VBA

Non-Latin Characters

Introduction#

VBA can read and write strings in any language or script using Unicode. However, there are stricter rules in place for Identifier Tokens.

Non-Latin Text in VBA Code

In spreadsheet cell A1, we have the following Arabic pangram:

صِف خَلقَ خَودِ كَمِثلِ الشَمسِ إِذ بَزَغَت — يَحظى الضَجيعُ بِها نَجلاءَ مِعطارِ

VBA provides the AscW and ChrW functions to work with multi-byte character codes. We can also use Byte arrays to manipulate the string variable directly:

Sub NonLatinStrings()

Dim rng As Range
Set rng = Range("A1")
Do Until rng = ""
    Dim MyString As String
    MyString = rng.Value
    
    ' AscW functions
    Dim char As String
    char = AscW(Left(MyString, 1))
    Debug.Print "First char (ChrW): " & char
    Debug.Print "First char (binary): " & BinaryFormat(char, 12)
    
    ' ChrW functions
    Dim uString As String
    uString = ChrW(char)
    Debug.Print "String value (text): " & uString        ' Fails! Appears as '?'
    Debug.Print "String value (AscW): " & AscW(uString)
    
    ' Using a Byte string
    Dim StringAsByt() As Byte
    StringAsByt = MyString
    Dim i As Long
    For i = 0 To 1 Step 2
        Debug.Print "Byte values (in decimal): " & _
            StringAsByt(i) & "|" & StringAsByt(i + 1)
        Debug.Print "Byte values (binary): " & _
            BinaryFormat(StringAsByt(i)) & "|" & BinaryFormat(StringAsByt(i + 1))
    Next i
    Debug.Print ""

    ' Printing the entire string to the immediate window fails (all '?'s)
    Debug.Print "Whole String" & vbNewLine & rng.Value
    Set rng = rng.Offset(1)
Loop

End Sub

This produces the following output for the Arabic Letter Sad:

First char (ChrW): 1589
First char (binary): 00011000110101
String value (text): ?
String value (AscW): 1589
Byte values (in decimal): 53|6
Byte values (binary): 00110101|00000110

Whole String
??? ????? ????? ??????? ??????? ??? ??????? — ????? ???????? ???? ??????? ???????

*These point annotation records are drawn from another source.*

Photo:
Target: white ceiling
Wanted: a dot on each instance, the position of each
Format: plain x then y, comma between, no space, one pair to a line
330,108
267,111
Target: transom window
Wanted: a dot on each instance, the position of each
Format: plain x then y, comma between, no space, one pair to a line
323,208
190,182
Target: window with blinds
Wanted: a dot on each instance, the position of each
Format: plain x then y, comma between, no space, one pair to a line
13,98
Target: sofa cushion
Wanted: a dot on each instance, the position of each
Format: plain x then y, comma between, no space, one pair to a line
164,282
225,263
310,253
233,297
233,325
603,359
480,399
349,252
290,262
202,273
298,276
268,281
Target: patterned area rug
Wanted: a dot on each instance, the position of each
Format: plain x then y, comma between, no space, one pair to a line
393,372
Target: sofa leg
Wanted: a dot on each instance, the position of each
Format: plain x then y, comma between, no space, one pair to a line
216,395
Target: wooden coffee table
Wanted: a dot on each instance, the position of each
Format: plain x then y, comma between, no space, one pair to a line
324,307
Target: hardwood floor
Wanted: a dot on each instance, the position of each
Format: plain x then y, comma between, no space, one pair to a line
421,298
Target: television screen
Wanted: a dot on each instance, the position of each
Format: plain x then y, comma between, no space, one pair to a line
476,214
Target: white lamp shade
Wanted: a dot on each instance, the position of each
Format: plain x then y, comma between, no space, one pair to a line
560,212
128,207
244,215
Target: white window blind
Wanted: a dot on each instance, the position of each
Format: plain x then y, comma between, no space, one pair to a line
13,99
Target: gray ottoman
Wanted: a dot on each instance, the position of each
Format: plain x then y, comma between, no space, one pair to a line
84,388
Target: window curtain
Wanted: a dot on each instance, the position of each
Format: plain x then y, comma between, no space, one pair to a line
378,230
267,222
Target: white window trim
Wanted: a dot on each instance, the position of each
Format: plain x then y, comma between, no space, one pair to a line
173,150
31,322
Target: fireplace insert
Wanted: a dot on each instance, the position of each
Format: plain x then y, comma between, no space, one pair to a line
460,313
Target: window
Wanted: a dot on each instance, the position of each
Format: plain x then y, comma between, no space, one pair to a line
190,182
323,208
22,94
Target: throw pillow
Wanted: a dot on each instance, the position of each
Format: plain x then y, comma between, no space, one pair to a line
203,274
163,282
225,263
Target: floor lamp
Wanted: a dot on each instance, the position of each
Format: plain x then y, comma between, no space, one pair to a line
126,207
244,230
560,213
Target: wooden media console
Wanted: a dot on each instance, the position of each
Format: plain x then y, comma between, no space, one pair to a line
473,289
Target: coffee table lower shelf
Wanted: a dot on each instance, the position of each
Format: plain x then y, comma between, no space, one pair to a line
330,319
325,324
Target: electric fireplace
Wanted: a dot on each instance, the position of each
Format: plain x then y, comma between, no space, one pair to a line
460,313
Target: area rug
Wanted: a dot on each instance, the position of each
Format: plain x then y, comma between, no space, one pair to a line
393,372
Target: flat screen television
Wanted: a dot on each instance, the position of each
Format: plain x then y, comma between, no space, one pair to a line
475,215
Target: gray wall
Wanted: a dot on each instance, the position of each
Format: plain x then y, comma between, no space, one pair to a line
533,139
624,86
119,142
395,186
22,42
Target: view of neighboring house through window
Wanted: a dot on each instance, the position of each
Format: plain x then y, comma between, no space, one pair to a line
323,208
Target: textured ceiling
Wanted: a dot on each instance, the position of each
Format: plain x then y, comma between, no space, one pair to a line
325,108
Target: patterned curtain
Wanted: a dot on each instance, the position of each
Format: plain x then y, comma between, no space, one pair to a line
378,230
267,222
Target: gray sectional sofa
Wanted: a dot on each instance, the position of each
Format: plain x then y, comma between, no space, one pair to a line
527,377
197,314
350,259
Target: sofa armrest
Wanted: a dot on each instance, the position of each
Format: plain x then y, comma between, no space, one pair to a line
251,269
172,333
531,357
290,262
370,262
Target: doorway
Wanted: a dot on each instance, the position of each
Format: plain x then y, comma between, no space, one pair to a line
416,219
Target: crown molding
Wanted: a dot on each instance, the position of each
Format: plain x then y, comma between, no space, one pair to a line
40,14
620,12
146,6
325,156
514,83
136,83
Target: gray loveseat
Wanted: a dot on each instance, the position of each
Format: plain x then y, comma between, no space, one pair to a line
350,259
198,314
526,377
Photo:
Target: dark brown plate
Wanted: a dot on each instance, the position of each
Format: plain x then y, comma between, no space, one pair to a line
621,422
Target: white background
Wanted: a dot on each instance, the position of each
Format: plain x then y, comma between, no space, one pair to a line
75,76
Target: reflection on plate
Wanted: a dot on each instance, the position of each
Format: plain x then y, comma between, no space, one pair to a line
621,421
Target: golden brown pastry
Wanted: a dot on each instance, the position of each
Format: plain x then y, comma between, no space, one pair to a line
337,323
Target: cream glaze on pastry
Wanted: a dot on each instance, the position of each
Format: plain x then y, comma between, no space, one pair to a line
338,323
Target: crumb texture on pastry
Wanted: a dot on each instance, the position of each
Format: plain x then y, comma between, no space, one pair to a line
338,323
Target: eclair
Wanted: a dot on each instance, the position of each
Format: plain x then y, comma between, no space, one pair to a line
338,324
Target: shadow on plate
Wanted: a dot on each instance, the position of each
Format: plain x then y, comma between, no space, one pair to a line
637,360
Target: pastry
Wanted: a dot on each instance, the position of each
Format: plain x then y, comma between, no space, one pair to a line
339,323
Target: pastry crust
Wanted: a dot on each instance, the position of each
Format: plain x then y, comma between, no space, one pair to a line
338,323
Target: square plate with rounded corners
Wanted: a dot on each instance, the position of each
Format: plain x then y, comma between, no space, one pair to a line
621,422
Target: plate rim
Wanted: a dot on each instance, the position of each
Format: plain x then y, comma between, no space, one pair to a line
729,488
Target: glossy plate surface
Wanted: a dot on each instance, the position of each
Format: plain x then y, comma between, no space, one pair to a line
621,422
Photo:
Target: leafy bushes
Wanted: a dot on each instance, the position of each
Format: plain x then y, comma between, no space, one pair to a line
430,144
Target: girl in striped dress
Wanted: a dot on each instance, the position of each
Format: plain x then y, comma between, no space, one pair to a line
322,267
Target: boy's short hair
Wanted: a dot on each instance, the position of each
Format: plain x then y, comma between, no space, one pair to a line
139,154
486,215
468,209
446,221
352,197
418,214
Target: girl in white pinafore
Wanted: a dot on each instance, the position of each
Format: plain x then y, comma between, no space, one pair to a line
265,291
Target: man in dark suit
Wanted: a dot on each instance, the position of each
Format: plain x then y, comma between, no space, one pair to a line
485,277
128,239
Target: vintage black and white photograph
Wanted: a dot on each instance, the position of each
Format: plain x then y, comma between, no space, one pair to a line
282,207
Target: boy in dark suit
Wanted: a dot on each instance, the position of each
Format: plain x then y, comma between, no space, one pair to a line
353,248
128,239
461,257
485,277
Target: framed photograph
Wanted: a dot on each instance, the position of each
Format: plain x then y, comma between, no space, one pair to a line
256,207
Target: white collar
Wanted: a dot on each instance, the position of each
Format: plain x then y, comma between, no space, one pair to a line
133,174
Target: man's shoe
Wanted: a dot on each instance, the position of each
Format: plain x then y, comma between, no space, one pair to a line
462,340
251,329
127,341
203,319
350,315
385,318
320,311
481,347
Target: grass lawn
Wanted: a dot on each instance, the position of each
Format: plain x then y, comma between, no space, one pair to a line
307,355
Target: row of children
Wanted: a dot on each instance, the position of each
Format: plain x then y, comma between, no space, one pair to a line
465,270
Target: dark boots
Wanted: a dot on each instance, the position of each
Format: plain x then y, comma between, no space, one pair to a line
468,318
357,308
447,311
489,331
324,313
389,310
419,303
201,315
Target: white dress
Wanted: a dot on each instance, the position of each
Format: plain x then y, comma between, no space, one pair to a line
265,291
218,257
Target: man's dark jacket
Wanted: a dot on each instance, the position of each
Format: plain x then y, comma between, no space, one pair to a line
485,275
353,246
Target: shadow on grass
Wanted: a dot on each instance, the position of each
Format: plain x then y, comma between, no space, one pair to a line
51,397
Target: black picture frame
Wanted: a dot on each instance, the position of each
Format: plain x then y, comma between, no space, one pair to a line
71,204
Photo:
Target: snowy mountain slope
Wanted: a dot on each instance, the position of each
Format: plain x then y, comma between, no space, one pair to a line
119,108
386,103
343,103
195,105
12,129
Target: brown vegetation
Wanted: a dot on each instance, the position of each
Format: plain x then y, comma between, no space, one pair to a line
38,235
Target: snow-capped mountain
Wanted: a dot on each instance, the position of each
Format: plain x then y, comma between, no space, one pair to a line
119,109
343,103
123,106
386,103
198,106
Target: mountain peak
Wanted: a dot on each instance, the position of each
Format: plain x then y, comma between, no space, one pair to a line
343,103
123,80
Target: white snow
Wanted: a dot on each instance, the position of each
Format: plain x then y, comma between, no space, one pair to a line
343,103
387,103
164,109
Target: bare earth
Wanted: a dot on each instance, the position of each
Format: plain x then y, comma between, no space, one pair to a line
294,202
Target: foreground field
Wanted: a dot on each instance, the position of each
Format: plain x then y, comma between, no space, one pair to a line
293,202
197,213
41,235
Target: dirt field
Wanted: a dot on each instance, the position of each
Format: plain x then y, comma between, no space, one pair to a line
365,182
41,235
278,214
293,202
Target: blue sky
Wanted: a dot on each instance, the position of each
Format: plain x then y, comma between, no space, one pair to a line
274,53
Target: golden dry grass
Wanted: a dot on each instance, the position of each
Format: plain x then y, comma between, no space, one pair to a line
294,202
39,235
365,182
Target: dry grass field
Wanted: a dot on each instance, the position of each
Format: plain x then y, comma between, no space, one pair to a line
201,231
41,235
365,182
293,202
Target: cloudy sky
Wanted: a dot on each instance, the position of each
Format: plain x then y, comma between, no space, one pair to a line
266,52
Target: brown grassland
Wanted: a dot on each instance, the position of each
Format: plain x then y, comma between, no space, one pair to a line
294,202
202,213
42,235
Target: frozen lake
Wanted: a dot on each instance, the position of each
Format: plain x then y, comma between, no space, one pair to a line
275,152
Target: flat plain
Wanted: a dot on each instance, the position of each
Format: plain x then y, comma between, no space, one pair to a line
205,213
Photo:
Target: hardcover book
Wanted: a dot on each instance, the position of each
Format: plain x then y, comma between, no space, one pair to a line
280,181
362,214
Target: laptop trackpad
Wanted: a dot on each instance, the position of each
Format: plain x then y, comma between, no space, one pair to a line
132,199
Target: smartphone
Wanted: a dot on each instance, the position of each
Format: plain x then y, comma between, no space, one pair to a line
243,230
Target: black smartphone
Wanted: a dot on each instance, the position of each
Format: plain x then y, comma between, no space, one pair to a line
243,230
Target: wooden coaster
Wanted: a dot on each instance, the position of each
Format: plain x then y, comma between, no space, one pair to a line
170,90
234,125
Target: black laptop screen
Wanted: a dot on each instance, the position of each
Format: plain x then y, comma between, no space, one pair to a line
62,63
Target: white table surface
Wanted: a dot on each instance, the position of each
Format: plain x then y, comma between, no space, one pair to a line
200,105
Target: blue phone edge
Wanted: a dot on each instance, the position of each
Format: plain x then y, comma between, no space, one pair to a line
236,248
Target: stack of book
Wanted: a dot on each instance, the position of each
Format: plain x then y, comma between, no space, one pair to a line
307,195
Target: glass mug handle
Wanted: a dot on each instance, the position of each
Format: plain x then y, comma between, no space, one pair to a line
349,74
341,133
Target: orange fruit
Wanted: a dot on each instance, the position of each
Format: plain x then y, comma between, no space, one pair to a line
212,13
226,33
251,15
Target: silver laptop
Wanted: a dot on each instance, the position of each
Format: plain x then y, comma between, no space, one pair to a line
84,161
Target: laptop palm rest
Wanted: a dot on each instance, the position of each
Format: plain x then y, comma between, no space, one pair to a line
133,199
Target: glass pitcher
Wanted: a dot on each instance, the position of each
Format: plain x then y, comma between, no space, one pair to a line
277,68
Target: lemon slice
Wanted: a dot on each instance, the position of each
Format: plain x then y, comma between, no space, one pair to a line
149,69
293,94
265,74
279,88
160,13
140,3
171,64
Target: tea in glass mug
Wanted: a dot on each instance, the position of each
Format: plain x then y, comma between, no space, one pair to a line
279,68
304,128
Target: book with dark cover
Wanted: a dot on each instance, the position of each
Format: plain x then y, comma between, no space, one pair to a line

Note that VBA is unable to print non-Latin text to the immediate window even though the string functions work correctly. This is a limitation of the IDE and not the language.

Non-Latin Identifiers and Language Coverage

VBA Identifiers (variable and function names) can use the Latin script and may also be able to use Japanese, Korean, Simplified Chinese, and Traditional Chinese scripts.

The extended Latin script has full coverage for many languages:
English, French, Spanish, German, Italian, Breton, Catalan, Danish, Estonian, Finnish, Icelandic, Indonesian, Irish, Lojban, Mapudungun, Norwegian, Portuguese, Scottish Gaelic, Swedish, Tagalog

Some languages are only partially covered:
Azeri, Croatian, Czech, Esperanto, Hungarian, Latvian, Lithuanian, Polish, Romanian, Serbian, Slovak, Slovenian, Turkish, Yoruba, Welsh

Some languages have little or no coverage:
Arabic, Bulgarian, Cherokee, Dzongkha, Greek, Hindi, Macedonian, Malayalam, Mongolian, Russian, Sanskrit, Thai, Tibetan, Urdu, Uyghur

The following variable declarations are all valid:

Dim Yec’hed As String 'Breton
Dim «Dóna» As String 'Catalan
Dim fræk As String 'Danish
Dim tšellomängija As String 'Estonian
Dim Törkylempijävongahdus As String 'Finnish
Dim j’examine As String 'French
Dim Paß As String 'German
Dim þjófum As String 'Icelandic
Dim hÓighe As String 'Irish
Dim sofybakni As String 'Lojban (.o’i does not work)
Dim ñizol As String 'Mapudungun
Dim Vår As String 'Norwegian
Dim «brações» As String 'Portuguese
Dim d’fhàg As String 'Scottish Gaelic

Note that in the VBA IDE, a single apostrophe within a variable name does not turn the line into a comment (as it does on Stack Overflow).

Also, languages that use two angles to indicate a quote «» are allowed to use those in variable names desipte the fact that the ""-type quotes are not.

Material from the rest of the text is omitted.